3) Gain a Better Understanding of Other People
Fear of other people is debilitating for confidence. It’s hard to project confidence when you are self-conscious or shy, cowering on the sidelines. Overcoming this fear is vital, because it holds you back from opportunities, relationships, and new experiences.
How do you overcome a fear of other people?
- Recognize that everyone is essentially the same. Other people might seem to be towering figures, but they’re important human beings just like you. You’re no less important, and no more important, than the people you interact with.
- An executive interviewing job applicants found most applicants timid, but one walked in with confidence. He was respectful to others, but he also clearly respected himself. He saw himself as equally important, asking as many questions as he received. That applicant got the job.
- Become more understanding of other people. Someone being a real jerk to you is likely a good person under extraordinary stress. Don’t take their outbursts personally – they’re likely not angry at you or your abilities, but rather about something totally unrelated to you.
4) Make Moral, Right Choices
Conscience and confidence are tied together. A guilty conscience destroys self-confidence. When you know you’ve done something wrong, it’s hard to act normally and confidently – your brain doesn’t seem to believe you deserve it.
The author comments that many criminals are caught not because they left clues, but because they act guiltily and self-consciously after the crime. This aberrant behavior put them on the suspect list.
Acting immorally not only destroys your own self-confidence, it destroys the confidence that others have in you.
To be confident, act along your conscience. Don’t do anything your conscience tells you not to. If you behave only in ways that you know are right, you’ll feel confident and proud.
5) Act Confidently, Even if You Don’t Feel Like It
To think confidently, you must act confidently. Think of the old adage “fake it ‘til you make it.” For example, if you’re shy and timid when you meet new people, conquer that by acting as a confident person would: reach for the other person’s hand, clasp it firmly, make eye contact and say, “It’s nice to meet you.” Doing this often enough will banish your fear of meeting new people.

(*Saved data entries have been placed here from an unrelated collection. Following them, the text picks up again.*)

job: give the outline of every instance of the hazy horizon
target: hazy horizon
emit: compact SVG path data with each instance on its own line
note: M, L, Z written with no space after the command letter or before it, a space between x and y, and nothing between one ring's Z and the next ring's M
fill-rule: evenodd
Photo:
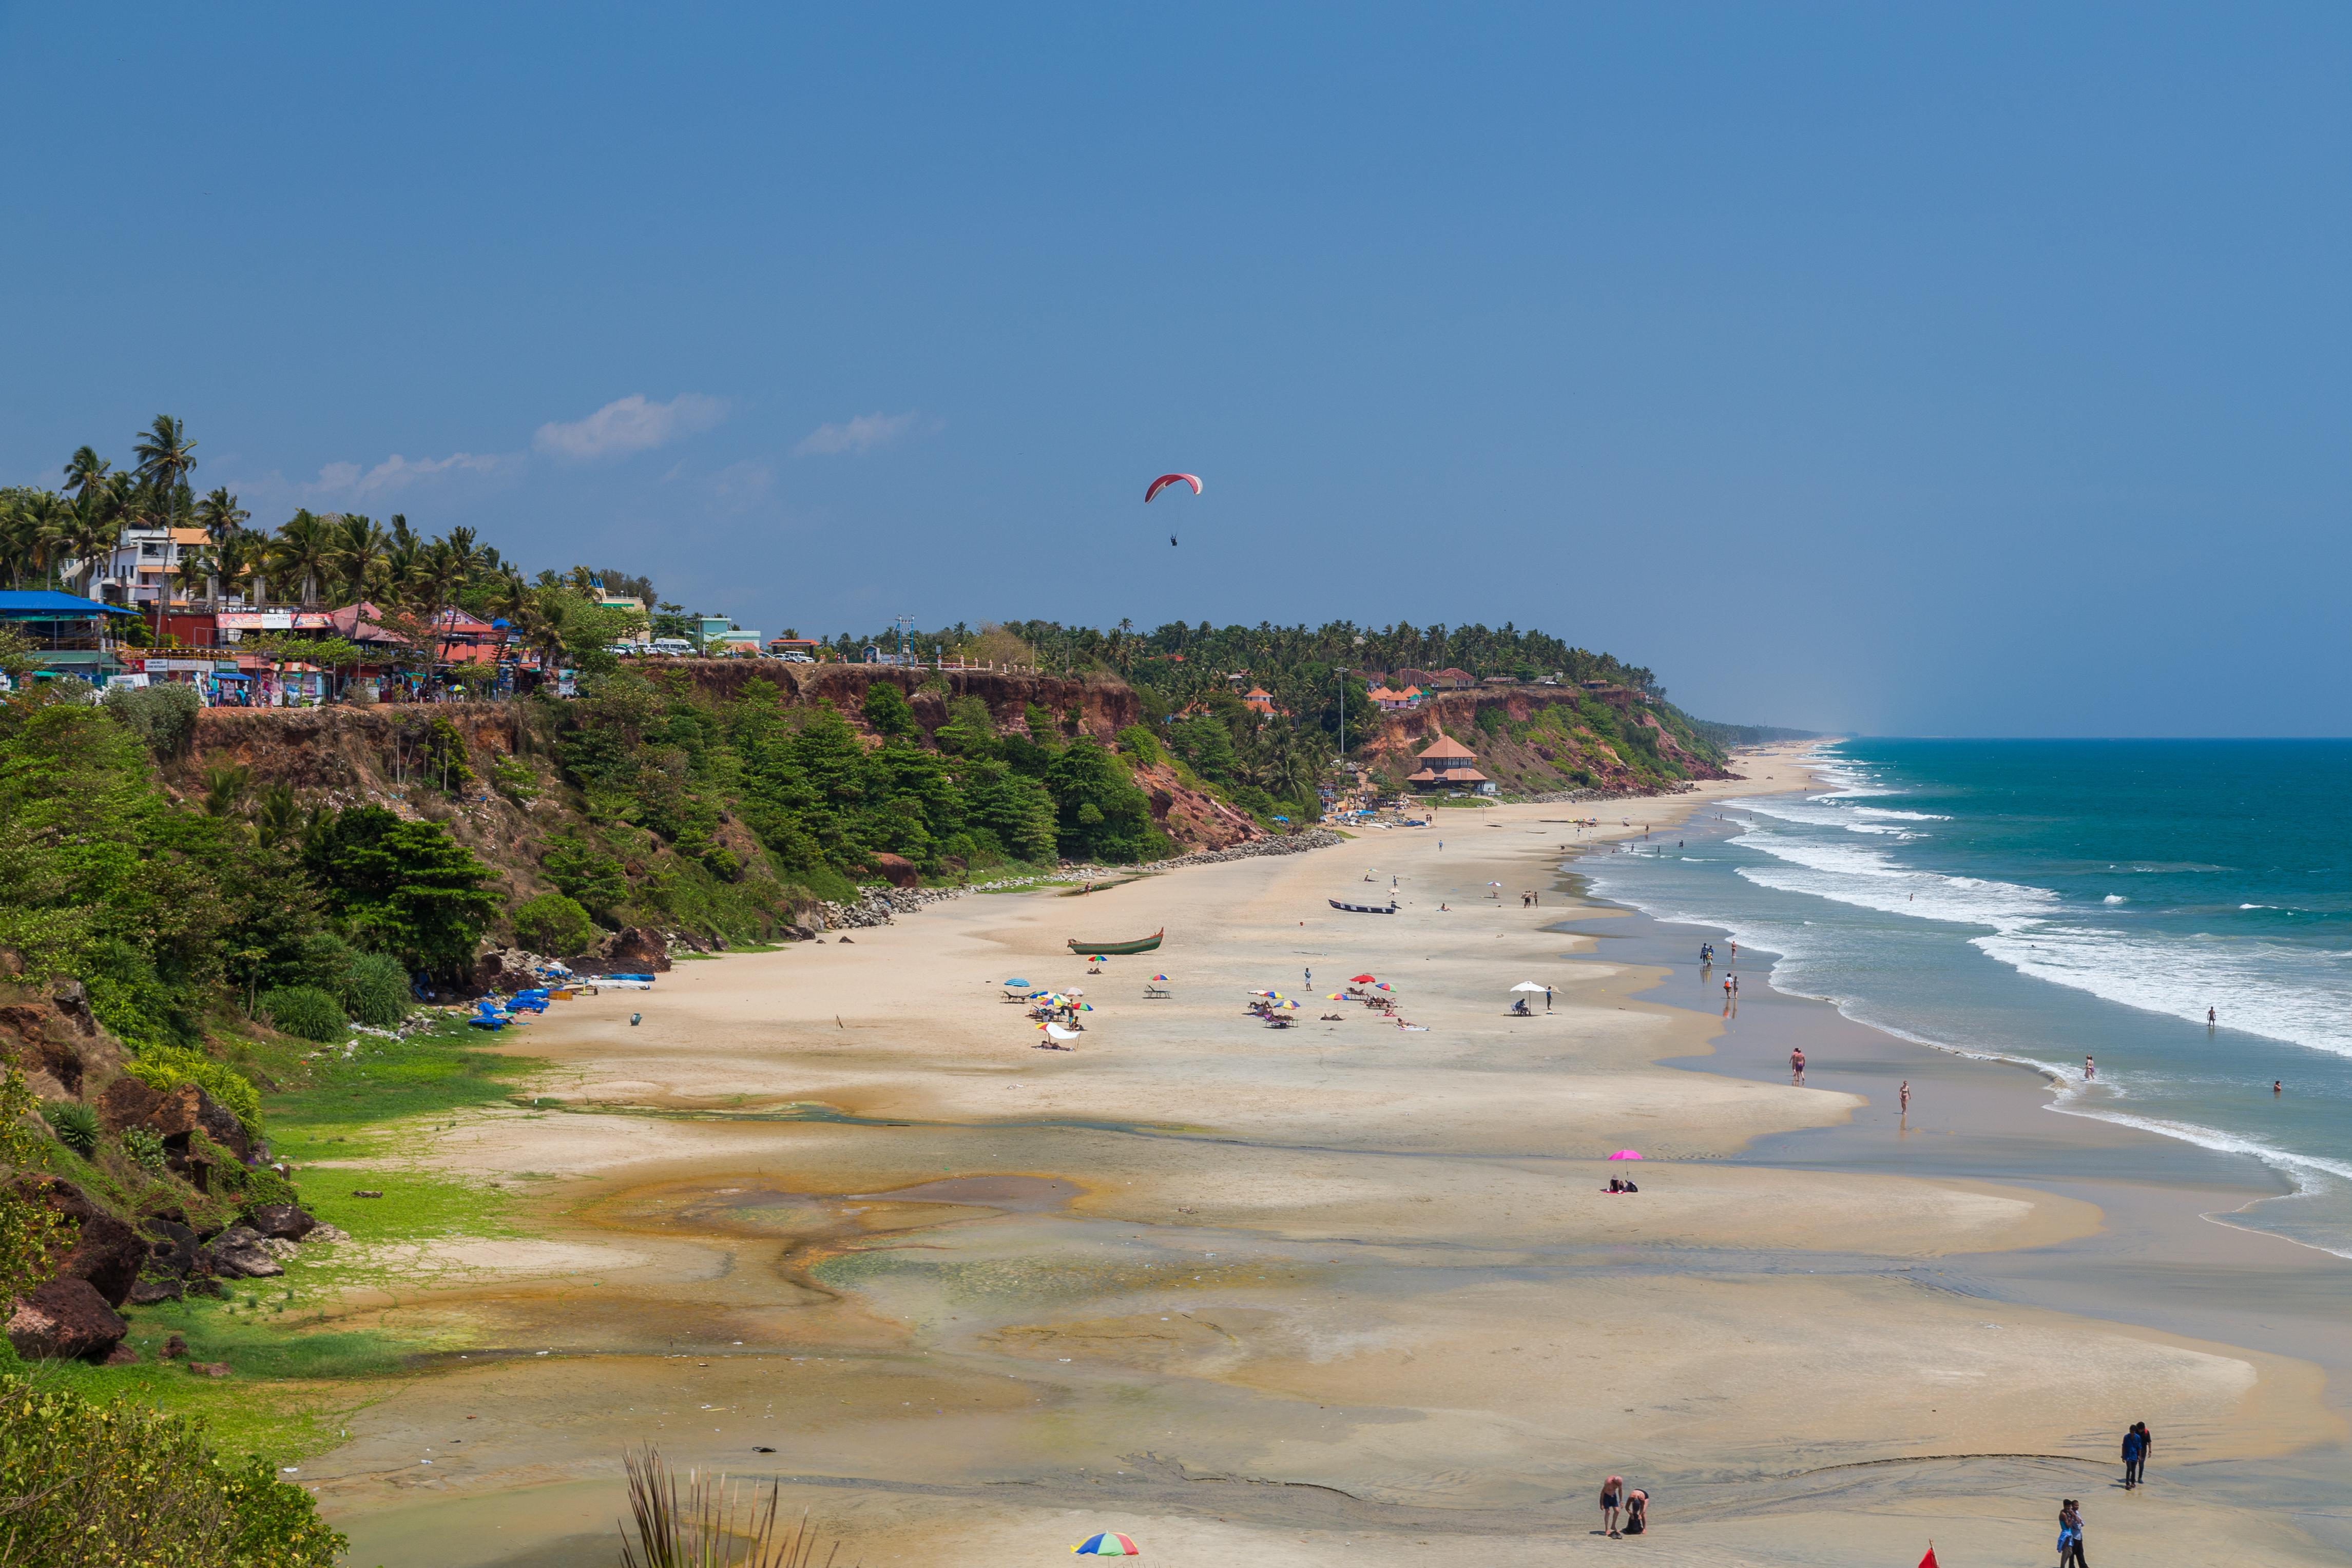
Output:
M771 635L1510 622L1733 723L2352 732L2340 9L107 15L0 9L0 483L169 413L258 526Z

Five tips to act your way into feeling truly confident:
- Sit in the front seat. Literally take the seat up front at meetings, lectures, church or any kind of gathering.
- Many people slip in the back to remain unnoticed, which betrays a lack of confidence.
- Sitting up front builds confidence. It says you are present and ready for whatever challenge awaits.
- Make eye contact. When you don’t make eye contact, you are conveying weakness, inferiority and guilt. Looking at another person in the eye tells her you’re confident and honest. Just meeting someone’s eye also makes you feel more confident.
- Walk faster. The body language of a slow, sluggish walker with bad posture says you have a negative attitude about yourself. The book recommends walking 25 percent faster to convey to the world that you have someplace important to go and important things to do.
- Speak up. In meetings and social events, sometimes people with important things to say simply clam up. They might feel afraid of looking ignorant in the face of all the smart people around. But every time you fail to speak up, your confidence takes another hit – “I didn’t speak last time, so what makes me think I’m good enough this time?” Instead, resolve to speak up just once at every meeting you attend.
- Smile big. Smiling builds confidence. Try to feel down and smile big at the same time. It’s impossible! When you feel fear creeping up, force yourself to smile, and see how worry and fear melt away.
- The second benefit of smiling is putting others at ease and disarming them. The author was in a fender bender when the offending driver got out of his car. The author was ready to fight, but the driver wore a big sincere smile and apologized. Instantly, the author reversed hostility into friendliness.